For example, the overproduction of cotton caused by the invention of the ginning machine periodically created economic panics in the United States in the 19th century. This overproduction of cotton was due to the excess of consumer demand over production demand. To make matters worse, the increased supply of cotton has led to a sharp drop in the price of cotton to less than half of its previous price. Obviously, the production cost was much higher than the selling price. Therefore, cotton traders, especially those with large stocks, suffered losses, and some even went bankrupt. According to proponents of underconsumption, this was the main reason that the economy went into crisis.
Underconsumption advocates believe that while a free market can provide a high standard of living, it cannot prevent economic crises from erupting. Depression is the inevitable price society pays for a high standard of living.
In terms of insufficient consumption, the free market will always face the problem of periodic overproduction. The reason is that in a capitalist free market, capitalists will use their capital to produce as many consumer goods as possible.
The production of consumer goods is carried out to make a profit, which is made up of the difference between the selling price and the cost of production. But since the supply of consumer goods is very elastic, production costs have little effect on the selling price. Consequently, an increase in supply leads to a sharp decrease in the selling price of consumer goods.
Due to overproduction of consumer goods, the selling price is likely to fall well below cost. Even if capitalists could make a profit by producing consumer goods, falling selling prices for consumer goods would force them not to invest in their production.
This situation is called underconsumption. Therefore, underconsumption advocates believe that periodic economic crises are inevitable in a free market economy due to insufficient consumption of consumer goods.
Overproduction or underproduction in a free market economy is associated with the production of consumer goods for profit. On the contrary, underconsumption is the overproduction of manufactured goods for profit.
A free market economy is assumed to be free from government interference; So, if the government does not intervene, then what causes the periodic overproduction of manufactured goods?

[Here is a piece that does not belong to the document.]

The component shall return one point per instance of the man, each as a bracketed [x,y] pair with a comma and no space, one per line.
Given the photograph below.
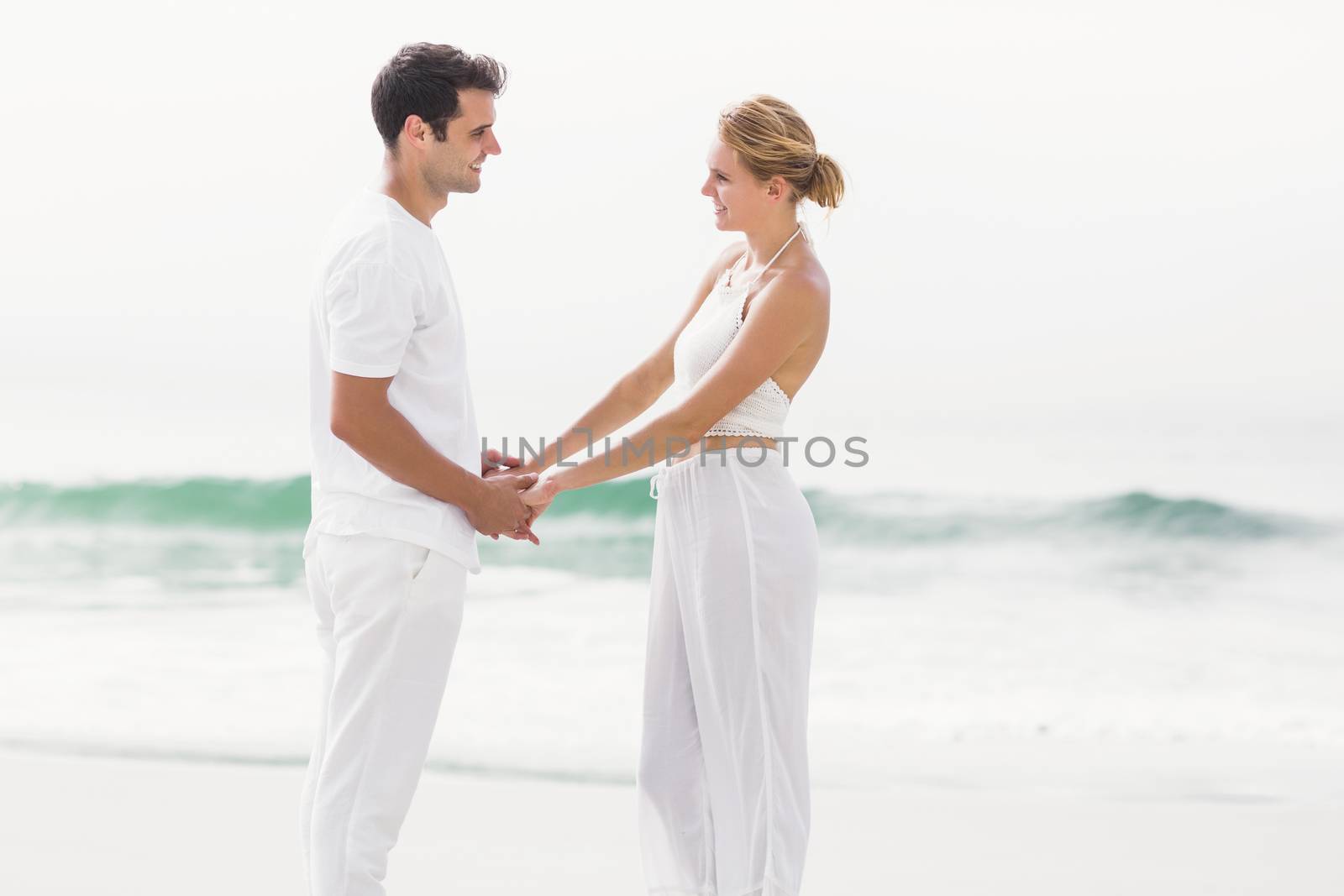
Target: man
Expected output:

The reason the free market faces periodic overproduction of manufactured goods is because the overproduction of consumer goods sets in motion an increase in demand for manufactured goods.
For example, to keep up with the increase in cotton fabric production, a person will need to buy more sewing machines in order to produce more cotton fabric. In addition, he would also like to replace his old sewing machine with a newer and more powerful one.
The increased demand for industrial goods was the result of an increase in the supply of consumer goods. Since the supply of manufactured goods is always inelastic, manufactured goods will be sold at high prices. This, in turn, will encourage manufacturers to invest in more manufactured goods at the expense of consumer goods.
Due to the overproduction of one, we get an underproduction of something else. When one is underproduced, we get an overproduction of the other. Note the roundness of this line of reasoning. The dynamic flow and flow of this situation underlies the equilibrium of the free market.
Free market equilibrium
A free market comes into balance when bad breeds good. Thus, the market is like nature, where the bad ultimately trumps the good. Some people in the free market may initially make mistakes in judgment, but over time, these mistakes are eventually replaced by good decisions from others. It is just a trial and error process that led to the development of civilization.
The free market is like a giant laboratory where mistakes are experiments. The market is not perfect, but it is better than anything that a person could create on their own.
The free market has no intelligence of its own, but it has the best intelligence available to humans. Perhaps the best way to describe the free market is that it is a “self-generating fractal pattern.”
Fractals are infinitely repeating patterns, and the free market is the most interesting self-generating fractal pattern I know of. The models that can be found on the free market are beautiful and will be appreciated by future generations.
In a free market, people are encouraged to make the best possible solution, but the best solution is not guaranteed. The free market is like the machine that gives the best answer, but there is always a chance that the machine will fail and give the worst result. Even rich people are not immune from these faults!